I remember one day back in the 1970’s, we had a local radio DJ who interrupted a song and came on the radio and started yelling for people to “get out of your car and get in a ditch”! because a tornado had arrived. Me and the friend I was riding with looked out the windows of the car and saw that the sky was just as clear as a bell and there was no storm front in sight, although there was a storm approaching from the northwest. We were wondering what the radio DJ was smoking.
What had happened was they had a wind velocity instrument at the radio station, and it somehow got broken and was showing the winds to be blowing 100 mph and the DJ thought a tornado was upon us!
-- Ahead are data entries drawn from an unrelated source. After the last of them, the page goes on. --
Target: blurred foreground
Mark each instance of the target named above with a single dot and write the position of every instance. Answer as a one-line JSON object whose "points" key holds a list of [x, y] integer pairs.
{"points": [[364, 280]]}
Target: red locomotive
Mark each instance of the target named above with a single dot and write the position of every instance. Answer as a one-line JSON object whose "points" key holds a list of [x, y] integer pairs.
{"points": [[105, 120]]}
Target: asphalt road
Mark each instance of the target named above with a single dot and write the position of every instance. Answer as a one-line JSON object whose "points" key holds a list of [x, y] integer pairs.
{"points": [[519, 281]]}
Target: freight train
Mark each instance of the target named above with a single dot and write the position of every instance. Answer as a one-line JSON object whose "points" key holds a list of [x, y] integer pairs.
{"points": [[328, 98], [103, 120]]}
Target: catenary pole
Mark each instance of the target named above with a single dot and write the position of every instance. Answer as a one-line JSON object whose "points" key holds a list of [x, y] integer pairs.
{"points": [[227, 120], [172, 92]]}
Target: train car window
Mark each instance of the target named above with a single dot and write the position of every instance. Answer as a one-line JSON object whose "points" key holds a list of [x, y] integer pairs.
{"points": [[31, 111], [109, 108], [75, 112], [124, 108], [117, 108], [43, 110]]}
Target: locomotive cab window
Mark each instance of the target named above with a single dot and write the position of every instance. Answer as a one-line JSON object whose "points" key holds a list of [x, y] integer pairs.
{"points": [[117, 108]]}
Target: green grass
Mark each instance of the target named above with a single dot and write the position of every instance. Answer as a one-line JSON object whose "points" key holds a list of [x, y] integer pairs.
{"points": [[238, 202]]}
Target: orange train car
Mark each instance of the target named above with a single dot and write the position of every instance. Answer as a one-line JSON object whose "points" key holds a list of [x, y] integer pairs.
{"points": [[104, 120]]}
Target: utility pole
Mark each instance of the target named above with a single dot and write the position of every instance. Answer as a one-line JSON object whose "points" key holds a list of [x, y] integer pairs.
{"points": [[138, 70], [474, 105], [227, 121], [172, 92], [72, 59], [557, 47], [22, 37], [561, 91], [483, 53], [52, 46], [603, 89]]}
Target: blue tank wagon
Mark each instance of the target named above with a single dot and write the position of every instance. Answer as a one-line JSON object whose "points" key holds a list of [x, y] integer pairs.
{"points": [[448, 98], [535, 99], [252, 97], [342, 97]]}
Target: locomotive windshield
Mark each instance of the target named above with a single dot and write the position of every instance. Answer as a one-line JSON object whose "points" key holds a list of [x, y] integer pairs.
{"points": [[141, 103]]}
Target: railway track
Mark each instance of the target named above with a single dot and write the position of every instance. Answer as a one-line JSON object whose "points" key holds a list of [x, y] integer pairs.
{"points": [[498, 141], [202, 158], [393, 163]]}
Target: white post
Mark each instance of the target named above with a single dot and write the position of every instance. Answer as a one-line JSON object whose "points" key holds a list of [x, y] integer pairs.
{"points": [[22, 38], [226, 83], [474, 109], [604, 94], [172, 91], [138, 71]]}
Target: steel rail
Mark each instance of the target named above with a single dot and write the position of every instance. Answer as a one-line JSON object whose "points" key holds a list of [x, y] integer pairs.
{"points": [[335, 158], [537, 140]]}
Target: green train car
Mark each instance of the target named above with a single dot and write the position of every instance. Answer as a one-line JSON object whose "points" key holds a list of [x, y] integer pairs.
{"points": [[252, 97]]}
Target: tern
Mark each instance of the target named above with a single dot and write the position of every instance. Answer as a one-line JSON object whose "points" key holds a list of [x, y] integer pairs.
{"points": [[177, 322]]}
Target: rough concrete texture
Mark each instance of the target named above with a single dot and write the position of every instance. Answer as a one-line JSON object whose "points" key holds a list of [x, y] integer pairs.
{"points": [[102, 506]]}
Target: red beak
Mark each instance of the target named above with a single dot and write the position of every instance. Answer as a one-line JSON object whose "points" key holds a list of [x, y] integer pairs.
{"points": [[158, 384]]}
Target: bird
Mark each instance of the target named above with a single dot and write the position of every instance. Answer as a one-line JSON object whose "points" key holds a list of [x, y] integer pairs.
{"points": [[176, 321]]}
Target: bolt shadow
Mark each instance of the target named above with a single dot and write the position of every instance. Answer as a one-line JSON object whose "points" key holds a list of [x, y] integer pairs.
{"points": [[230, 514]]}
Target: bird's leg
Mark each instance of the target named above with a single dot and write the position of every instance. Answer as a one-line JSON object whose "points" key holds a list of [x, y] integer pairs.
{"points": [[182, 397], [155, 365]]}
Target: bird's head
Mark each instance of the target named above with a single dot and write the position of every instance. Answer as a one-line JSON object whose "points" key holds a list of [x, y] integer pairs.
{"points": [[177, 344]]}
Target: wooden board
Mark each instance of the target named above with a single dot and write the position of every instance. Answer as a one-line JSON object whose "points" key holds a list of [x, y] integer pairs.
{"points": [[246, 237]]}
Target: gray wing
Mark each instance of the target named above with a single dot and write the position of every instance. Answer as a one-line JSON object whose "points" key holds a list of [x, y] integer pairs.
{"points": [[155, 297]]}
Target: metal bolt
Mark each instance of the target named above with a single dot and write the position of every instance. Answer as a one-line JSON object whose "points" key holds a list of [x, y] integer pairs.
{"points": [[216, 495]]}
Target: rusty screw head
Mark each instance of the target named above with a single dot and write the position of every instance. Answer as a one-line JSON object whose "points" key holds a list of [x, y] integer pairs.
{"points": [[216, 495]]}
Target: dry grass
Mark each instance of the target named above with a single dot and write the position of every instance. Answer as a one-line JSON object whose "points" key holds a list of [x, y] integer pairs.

So he put out the warning over the radio. A few minutes later he came back on the air and said in effect “never mind” and explained what had taken place. We had a good laugh over that one. 🙂
Max Dupilka, I agree completely. Those of us who railed against losing human observers at the expense of less able but somewhat more numerous automated equipment, as well as poor positioning of some radars and offices, lost out significantly in tangible and intangible ways. Sadly, newer forecasters and warners are not educated as observers were, and thus have lost out on the ability to use that knowledge in their duties. Almost on one knows what BINOVC or W0X0F means any more!
WOXOF. now there is a word I have not seen in a while 🙂
For my next career, I’d like to become the person who comes up with acronyms for NASA spacecraft and launch vehicles. I would rename the (never-to-fly) Space Launch System the “Flexible, Advanced Rocket Transportation System.”